The most heart-breaking thing about Beck’s memoir, aside from the initial childhood abuse, is the persistent refusal of her entire family as well as the LDS community to acknowledge that it ever happened. As her years in Utah wore on, Beck heard from more and more people about their own experiences of sexual abuse within Mormonism and became more and more dismayed by the church’s unwillingness to speak about the problem. The Mormon code of silence related to all things sexual–and in fact to anything at all that might be damaging to the church or its high-ranking officials–became unbearable for Beck. And for her own honesty about her childhood, she was rewarded by being ostracized from the community she once found so supportive and welcoming. Ultimately, she and her husband felt they had no choice but to resign their membership in the LDS church and, to protect themselves and their children from the backlash, move to another state.
Martha Beck’s Leaving the Saints is the keenest, most informative memoir I have read about life within mainstream Mormonism. But even more than that, it is a superb testimony to the power of truth to heal a person both physically and emotionally. And to the surprisingly supernatural ways in which Love can make itself known in the direst of circumstances.
6 responses to “Leaving the Mormons and Finding Faith”
Every time I start thinking my family history has some really heavy baggage, I hear a story like this that makes me realize how truly dark and terrible family scars can be. It’s good that Beck came through all this and can write about it all. Sounds fascinating!
Sharon, I just have to read this now! Thank You, SO very much for sharing. When you hear what other people have endured in life, it makes “our” experiences much easier to face. At least in my experience.

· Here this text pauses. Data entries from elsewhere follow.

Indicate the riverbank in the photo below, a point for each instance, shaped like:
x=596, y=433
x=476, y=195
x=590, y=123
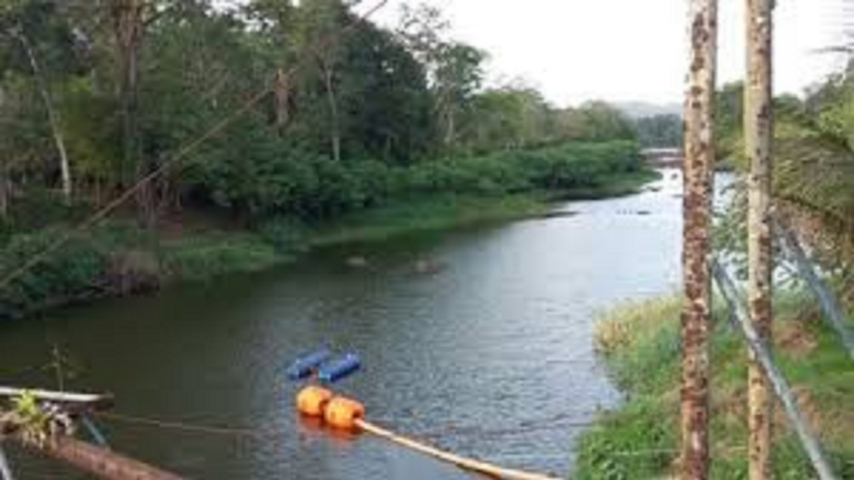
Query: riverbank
x=639, y=342
x=118, y=259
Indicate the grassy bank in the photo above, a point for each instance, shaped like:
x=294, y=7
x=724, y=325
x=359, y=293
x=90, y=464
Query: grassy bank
x=117, y=258
x=640, y=343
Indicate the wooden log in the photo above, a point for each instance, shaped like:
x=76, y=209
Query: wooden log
x=762, y=355
x=833, y=311
x=100, y=462
x=470, y=464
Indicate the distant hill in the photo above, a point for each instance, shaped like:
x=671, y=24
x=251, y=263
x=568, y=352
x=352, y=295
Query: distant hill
x=646, y=109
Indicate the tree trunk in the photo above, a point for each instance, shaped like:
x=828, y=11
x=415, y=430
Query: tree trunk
x=758, y=132
x=698, y=172
x=334, y=124
x=52, y=116
x=281, y=90
x=100, y=462
x=128, y=24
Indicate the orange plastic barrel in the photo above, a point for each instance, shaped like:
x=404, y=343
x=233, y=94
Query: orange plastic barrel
x=342, y=413
x=312, y=400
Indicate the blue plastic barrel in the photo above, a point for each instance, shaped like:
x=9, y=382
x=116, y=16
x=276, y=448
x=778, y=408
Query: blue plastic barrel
x=339, y=368
x=306, y=364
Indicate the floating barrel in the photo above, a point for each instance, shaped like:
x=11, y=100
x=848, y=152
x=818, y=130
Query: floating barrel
x=339, y=368
x=312, y=400
x=343, y=413
x=307, y=363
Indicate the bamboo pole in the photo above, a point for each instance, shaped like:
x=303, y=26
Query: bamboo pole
x=462, y=462
x=698, y=173
x=762, y=354
x=758, y=135
x=5, y=469
x=833, y=311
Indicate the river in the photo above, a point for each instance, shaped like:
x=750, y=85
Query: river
x=491, y=356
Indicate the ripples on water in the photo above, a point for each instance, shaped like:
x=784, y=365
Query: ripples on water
x=491, y=356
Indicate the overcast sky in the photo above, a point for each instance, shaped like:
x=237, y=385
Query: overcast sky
x=620, y=50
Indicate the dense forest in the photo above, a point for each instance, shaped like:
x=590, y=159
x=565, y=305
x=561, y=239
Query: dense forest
x=97, y=95
x=264, y=116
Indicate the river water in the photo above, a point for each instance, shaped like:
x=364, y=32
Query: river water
x=491, y=356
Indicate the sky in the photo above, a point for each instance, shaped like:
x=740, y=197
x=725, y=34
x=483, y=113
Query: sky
x=628, y=50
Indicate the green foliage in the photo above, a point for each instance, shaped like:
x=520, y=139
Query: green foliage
x=639, y=342
x=76, y=270
x=203, y=256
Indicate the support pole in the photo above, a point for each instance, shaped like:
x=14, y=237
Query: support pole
x=761, y=353
x=697, y=203
x=758, y=135
x=94, y=432
x=5, y=469
x=833, y=311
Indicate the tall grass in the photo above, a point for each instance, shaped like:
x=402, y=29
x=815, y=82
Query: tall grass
x=639, y=342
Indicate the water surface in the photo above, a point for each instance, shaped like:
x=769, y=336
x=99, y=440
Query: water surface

Yes, stories like this make me feel much less alone in my darkest moments! P.S. You’re welcome to borrow my copy. 🙂
Reblogged this on Everybody Means Something and commented:
Given my current exploration of trauma, I was moved, in both senses of this word, to read Sharon Rawlette’s review of this powerful book. I know I’m a bit late in the day and it’s two weeks old, but it deals with a subject that should never be lost to sight and is always important to flag up.
Like minded people often attract the same. Particles of matter have the same weight, and density and settle to their respective levels.
And so here I am, late at night, bothered, searching fir deeper meaning, and I come across your work, Ms. Rawlette. I read your essay on dreams, waking sleep and consciousness. Then I found this book review.
I too had an abusive father. Mine was severe physical and emotional pain. I questioned my Catholic upbringing, left, and eventually working on my “self” through the ideas if Gurdjieff.
We have come together at these crossroads, it seems, because at an early age we began to question why so much dud not make sense.
Thank you for your personal work in life and to Martha Beck for her brave story.
So glad to hear from you, Jeffrey. Questioning the things we were taught as children can be such a long, lonely process…I am glad to have been part of the reminder that you are not alone. Because none of us are. None of us are.